Mr O’Reilly said there was potential for uncertainty and confusion from having different levers over interest rates and KiwiSaver rates.
“While the Reserve Bank would apparently retain control over its existing interest rate lever, it would probably need to go to the Government for the power to use the KiwiSaver savings lever each time it sought to do so. This would not only slow down the Reserve Bank’s decision-making ability, but would undoubtedly introduce politics into the decision making process. All of this would potentially add a great deal of political uncertainty to New Zealand’s macroeconomic settings.
“Labour’s policy brings the risk of a future government politicising what has until now been an apolitical process.

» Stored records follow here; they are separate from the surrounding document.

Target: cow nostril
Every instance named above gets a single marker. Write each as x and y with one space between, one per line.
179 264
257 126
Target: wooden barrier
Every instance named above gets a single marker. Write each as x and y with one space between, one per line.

“Can you imagine a future Government agreeing to a Reserve Bank recommendation to raise KiwiSaver rates three months before an election? “ Mr O’Reilly asked.
He said restricting immigration numbers as a way to reduce house prices could have negative consequences, potentially leading to wage inflation and constraints on firms unable to gain the skills they need.
“The policy announced today makes little mention of the key role played by other government policies in reducing house prices and making our economy more competitive. We note for example the recent Productivity Commission report on housing affordability which pointed to the key role played by land supply constriction in increasing house prices. ”
There would also be more uncertainty about incomes as a result of the proposed policy, he said.
“Income earners would be uncertain as to whether or not their KiwiSaver or their mortgage rates might rise, or both. This would have impact on private sector wage setting. . . “
So the policy won’t necessarily achieve it’s aim which is to reduce the exchange rate.
It would threaten the political neutrality of the Reserve Bank.
It would also leave people with less money to spend and it would leave them with no certainty over how much they would have.
Even the best budgeters are used to unexpected expenses but in the normal course of events we can all expect certainty over income.
With Labour’s proposed Variable Savings Rates, we won’t have any certainty.
It would be like being subject to possible changes in tax rates every six weeks and it’s the poorer people whom Labour used to champion who will be hurt most by that.